If you are a sexually active individual who has had a healthy number of partners, then it’s fairly likely that you have had experience of or at least a false alarm brush with sexually transmitted diseases. Thankfully, the majority of sexually transmitted infections are completely curable these days, but for those unlucky enough to contract something like herpes, the disease will remain and become a constant feature of your romantic life. Permanent conditions like this don’t have to spell the end of your sexual experience, but you do have a duty to be open with new partners about your situation. Here is how to tell your partner you have an STD.
1. Get to the Point
An STD really isn’t the kind of revelation that you can afford to be subtle and elusive about. The quicker you are honest about your situation with your partner, the quicker you can both decide how to move forward. The chances are that your partner will have had a similar scare scenario of their own before, so hopefully there will be a degree of understanding.
2. Be Honest
If the infection you have is one that isn’t curable, then you owe it to your partner to tell them this.
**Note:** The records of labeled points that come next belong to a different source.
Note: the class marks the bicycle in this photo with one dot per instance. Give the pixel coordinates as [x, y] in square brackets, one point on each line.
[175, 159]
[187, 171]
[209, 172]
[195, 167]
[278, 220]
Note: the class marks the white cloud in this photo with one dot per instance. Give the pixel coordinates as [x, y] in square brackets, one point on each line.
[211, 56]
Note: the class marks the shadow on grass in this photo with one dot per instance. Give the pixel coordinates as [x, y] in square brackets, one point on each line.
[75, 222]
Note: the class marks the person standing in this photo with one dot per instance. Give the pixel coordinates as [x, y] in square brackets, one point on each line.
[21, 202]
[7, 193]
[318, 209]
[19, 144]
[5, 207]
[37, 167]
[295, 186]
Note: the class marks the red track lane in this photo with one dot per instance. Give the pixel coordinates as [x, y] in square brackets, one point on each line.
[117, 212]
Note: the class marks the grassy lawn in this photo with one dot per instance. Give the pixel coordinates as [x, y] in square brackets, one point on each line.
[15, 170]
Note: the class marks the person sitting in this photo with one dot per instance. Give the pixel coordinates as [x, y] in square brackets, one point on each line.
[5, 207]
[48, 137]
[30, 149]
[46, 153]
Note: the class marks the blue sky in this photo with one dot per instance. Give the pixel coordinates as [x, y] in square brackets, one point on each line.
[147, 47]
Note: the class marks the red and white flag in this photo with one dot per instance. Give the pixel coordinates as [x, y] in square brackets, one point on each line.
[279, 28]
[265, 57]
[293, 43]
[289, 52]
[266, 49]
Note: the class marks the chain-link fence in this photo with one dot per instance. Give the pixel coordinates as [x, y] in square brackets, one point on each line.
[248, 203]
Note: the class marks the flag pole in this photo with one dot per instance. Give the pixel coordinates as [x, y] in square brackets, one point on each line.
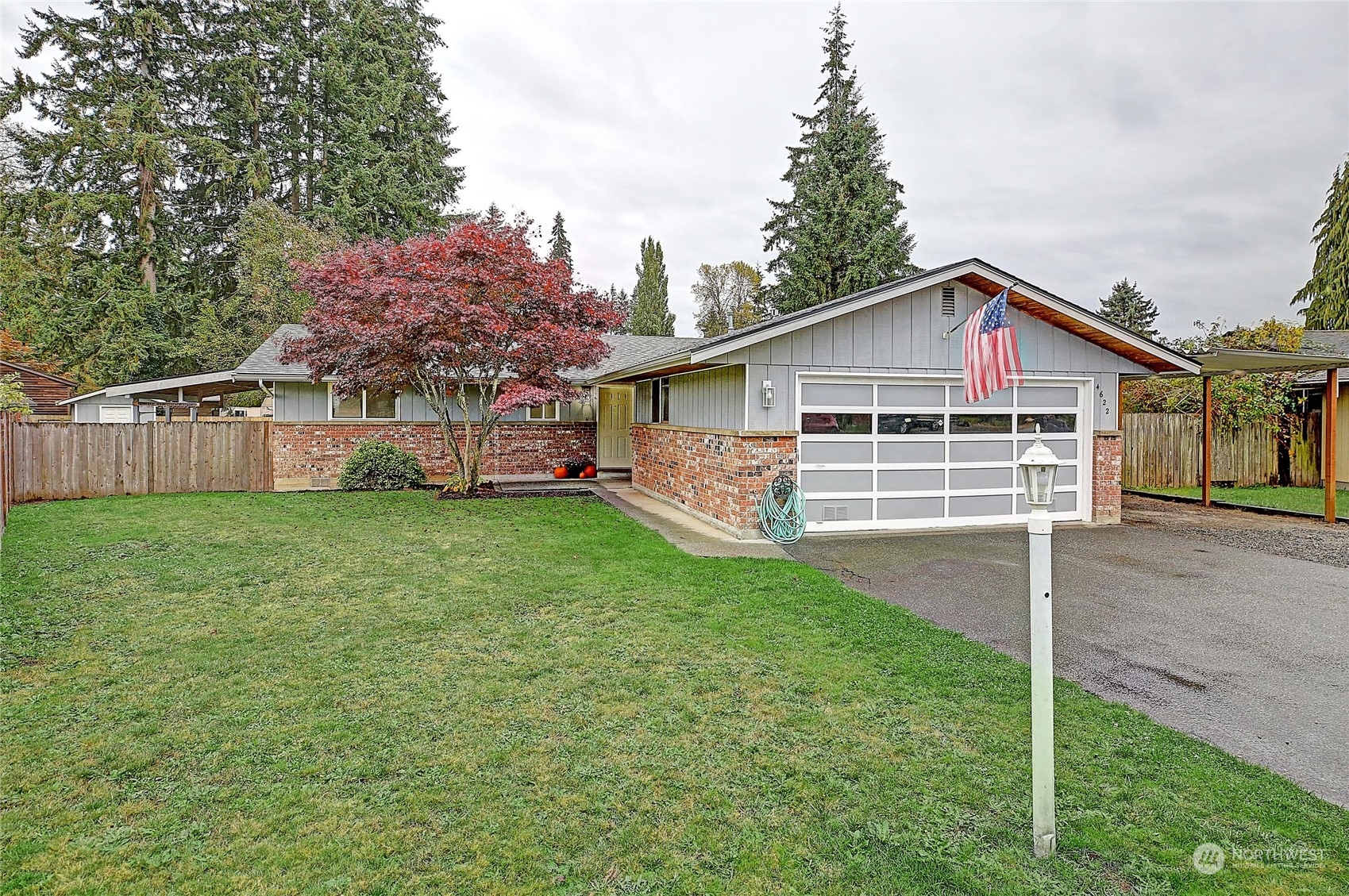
[947, 334]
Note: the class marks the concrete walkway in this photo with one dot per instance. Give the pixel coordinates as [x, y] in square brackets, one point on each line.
[681, 530]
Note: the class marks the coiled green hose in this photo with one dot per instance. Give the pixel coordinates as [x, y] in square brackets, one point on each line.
[783, 511]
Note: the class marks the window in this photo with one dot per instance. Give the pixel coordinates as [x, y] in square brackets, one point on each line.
[972, 423]
[366, 405]
[912, 423]
[661, 401]
[1047, 422]
[837, 423]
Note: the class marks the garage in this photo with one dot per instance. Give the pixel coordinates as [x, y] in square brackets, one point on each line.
[907, 452]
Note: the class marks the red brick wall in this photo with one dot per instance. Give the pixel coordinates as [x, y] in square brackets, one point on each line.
[305, 450]
[718, 473]
[1107, 472]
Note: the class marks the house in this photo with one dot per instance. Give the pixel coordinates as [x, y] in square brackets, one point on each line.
[183, 398]
[861, 399]
[46, 391]
[1331, 343]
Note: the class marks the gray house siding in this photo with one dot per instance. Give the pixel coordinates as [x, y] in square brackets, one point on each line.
[904, 336]
[308, 402]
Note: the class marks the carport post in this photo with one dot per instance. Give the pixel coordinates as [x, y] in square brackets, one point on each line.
[1328, 440]
[1206, 465]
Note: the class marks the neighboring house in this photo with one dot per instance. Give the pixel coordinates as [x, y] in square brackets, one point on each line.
[861, 399]
[1331, 343]
[46, 391]
[183, 398]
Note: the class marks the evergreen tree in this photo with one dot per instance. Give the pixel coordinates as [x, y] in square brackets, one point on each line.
[841, 231]
[1128, 307]
[559, 245]
[618, 298]
[710, 298]
[1328, 290]
[650, 297]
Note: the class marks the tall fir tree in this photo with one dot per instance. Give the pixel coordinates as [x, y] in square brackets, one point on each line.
[652, 294]
[1326, 294]
[560, 247]
[841, 229]
[619, 299]
[160, 121]
[1127, 306]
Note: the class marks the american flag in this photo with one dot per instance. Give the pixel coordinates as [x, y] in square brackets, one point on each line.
[992, 360]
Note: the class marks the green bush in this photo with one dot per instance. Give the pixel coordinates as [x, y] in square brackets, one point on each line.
[380, 467]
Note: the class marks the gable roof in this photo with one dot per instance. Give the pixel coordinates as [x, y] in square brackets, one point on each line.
[625, 351]
[974, 274]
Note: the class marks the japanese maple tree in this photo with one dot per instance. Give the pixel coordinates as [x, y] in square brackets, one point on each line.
[471, 318]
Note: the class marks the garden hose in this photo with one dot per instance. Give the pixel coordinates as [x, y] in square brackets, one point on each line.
[783, 511]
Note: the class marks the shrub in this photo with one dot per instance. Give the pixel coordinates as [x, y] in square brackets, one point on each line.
[380, 467]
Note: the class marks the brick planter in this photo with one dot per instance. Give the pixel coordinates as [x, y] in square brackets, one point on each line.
[1107, 472]
[310, 454]
[715, 475]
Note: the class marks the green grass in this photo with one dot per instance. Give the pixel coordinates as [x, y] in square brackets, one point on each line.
[386, 694]
[1285, 498]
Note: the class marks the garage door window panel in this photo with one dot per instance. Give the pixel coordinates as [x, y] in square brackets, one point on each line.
[841, 423]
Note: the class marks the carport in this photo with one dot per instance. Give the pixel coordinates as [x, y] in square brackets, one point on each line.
[1243, 361]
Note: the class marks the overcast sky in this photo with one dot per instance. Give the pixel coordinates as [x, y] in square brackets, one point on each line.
[1183, 146]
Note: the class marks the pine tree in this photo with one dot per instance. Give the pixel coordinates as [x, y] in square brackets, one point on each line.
[559, 245]
[1328, 290]
[1128, 307]
[710, 297]
[841, 231]
[650, 297]
[618, 298]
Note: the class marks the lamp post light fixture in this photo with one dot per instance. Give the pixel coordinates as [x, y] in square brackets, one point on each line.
[1039, 467]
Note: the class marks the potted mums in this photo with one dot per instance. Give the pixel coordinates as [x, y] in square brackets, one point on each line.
[578, 467]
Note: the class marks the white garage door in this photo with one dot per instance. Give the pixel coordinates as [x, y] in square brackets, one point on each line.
[909, 453]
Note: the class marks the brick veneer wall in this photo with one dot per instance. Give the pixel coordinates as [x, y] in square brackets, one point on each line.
[1107, 472]
[718, 475]
[305, 452]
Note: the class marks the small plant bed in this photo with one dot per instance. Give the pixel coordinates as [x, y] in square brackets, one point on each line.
[1309, 502]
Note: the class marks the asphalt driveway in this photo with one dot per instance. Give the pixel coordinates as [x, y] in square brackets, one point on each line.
[1174, 613]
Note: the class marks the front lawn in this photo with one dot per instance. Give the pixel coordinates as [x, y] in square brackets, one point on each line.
[1285, 498]
[386, 694]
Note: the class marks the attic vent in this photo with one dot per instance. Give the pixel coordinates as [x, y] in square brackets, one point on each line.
[949, 301]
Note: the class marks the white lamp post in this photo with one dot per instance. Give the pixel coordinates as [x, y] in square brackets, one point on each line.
[1039, 467]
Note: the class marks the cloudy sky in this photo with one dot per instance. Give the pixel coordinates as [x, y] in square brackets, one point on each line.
[1183, 146]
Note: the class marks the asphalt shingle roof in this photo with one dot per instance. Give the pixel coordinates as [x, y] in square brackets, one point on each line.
[625, 351]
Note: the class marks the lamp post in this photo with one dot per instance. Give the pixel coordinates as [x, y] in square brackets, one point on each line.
[1039, 467]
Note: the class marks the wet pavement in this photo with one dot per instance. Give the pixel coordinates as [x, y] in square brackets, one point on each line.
[1243, 647]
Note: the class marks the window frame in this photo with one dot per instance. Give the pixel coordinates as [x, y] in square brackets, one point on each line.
[556, 414]
[363, 418]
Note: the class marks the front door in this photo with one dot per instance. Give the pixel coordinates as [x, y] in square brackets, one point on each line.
[615, 425]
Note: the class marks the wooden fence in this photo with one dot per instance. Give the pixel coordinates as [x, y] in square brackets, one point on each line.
[1166, 450]
[94, 460]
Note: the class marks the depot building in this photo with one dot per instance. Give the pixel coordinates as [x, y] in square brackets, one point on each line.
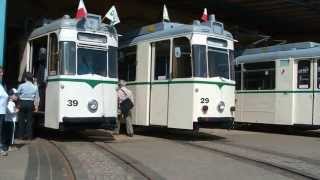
[253, 23]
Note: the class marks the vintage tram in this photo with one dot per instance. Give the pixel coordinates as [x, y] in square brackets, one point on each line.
[75, 65]
[279, 85]
[179, 74]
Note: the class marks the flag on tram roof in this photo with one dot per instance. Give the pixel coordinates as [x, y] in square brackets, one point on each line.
[112, 15]
[82, 11]
[165, 14]
[205, 15]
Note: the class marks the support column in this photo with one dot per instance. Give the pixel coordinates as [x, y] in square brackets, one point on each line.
[3, 14]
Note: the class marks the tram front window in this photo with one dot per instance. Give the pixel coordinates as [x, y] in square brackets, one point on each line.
[199, 61]
[218, 62]
[67, 54]
[92, 61]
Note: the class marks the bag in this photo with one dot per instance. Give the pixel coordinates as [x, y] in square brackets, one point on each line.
[126, 106]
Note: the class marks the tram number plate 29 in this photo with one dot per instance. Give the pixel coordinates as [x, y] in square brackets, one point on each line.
[204, 100]
[71, 103]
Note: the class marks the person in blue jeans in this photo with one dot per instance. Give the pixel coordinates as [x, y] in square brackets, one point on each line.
[3, 107]
[10, 120]
[27, 93]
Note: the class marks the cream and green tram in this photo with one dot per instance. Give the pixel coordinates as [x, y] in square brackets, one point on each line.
[279, 85]
[179, 74]
[75, 66]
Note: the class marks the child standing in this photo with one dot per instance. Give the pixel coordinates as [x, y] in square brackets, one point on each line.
[11, 118]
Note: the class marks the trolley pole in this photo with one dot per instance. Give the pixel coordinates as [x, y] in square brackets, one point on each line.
[3, 7]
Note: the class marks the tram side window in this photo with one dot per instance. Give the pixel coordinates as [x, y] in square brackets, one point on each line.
[318, 72]
[39, 58]
[181, 61]
[127, 63]
[303, 74]
[112, 62]
[162, 59]
[237, 69]
[53, 56]
[232, 64]
[67, 53]
[259, 76]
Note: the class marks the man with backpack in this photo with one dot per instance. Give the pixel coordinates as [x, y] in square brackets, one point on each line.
[126, 103]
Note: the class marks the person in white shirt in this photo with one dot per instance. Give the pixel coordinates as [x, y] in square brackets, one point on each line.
[124, 94]
[3, 107]
[11, 118]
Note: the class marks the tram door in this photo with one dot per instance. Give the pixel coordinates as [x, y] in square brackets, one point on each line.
[316, 86]
[160, 83]
[303, 96]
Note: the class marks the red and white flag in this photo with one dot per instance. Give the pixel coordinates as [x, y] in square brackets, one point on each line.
[205, 15]
[82, 11]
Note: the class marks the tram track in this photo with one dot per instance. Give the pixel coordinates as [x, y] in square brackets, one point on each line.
[144, 171]
[47, 161]
[257, 160]
[69, 169]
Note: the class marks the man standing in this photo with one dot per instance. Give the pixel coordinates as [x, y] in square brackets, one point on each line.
[126, 103]
[27, 93]
[3, 107]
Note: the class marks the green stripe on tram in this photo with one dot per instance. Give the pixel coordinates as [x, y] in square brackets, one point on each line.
[219, 84]
[277, 92]
[90, 82]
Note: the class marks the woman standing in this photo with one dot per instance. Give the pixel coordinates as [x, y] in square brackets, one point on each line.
[27, 93]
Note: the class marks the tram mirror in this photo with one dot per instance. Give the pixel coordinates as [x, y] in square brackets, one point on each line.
[177, 52]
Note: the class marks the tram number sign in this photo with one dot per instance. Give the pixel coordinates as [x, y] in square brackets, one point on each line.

Things like herpes and HPV will obviously inspire more serious conversations than things like chlamydia or gonorrhoea, but you have no right to keep somebody that you are having sexual contact with in the dark about something that is so potentially serious for them.
3. Don’t Get Defensive
The worst attitude to take is one of defensiveness and standoffishness. STIs happen, more often than we all would like, but directing anger toward your partner for something that they aren’t remotely responsible for is never going to be the right thing to do. You need to be calm and honest and answer all and any questions that they might have related to your news.
4. Don’t Be Defeatist
Revealing your status as an STD carrier doesn’t always have to spark the end of a relationship. The earlier you tell your partner about your situation, the more time they have to consider things. There are plenty of ways to engage in physical intimacy without transferring your infection to your partner. The important thing is to be as open as possible and that way you can figure out a future together.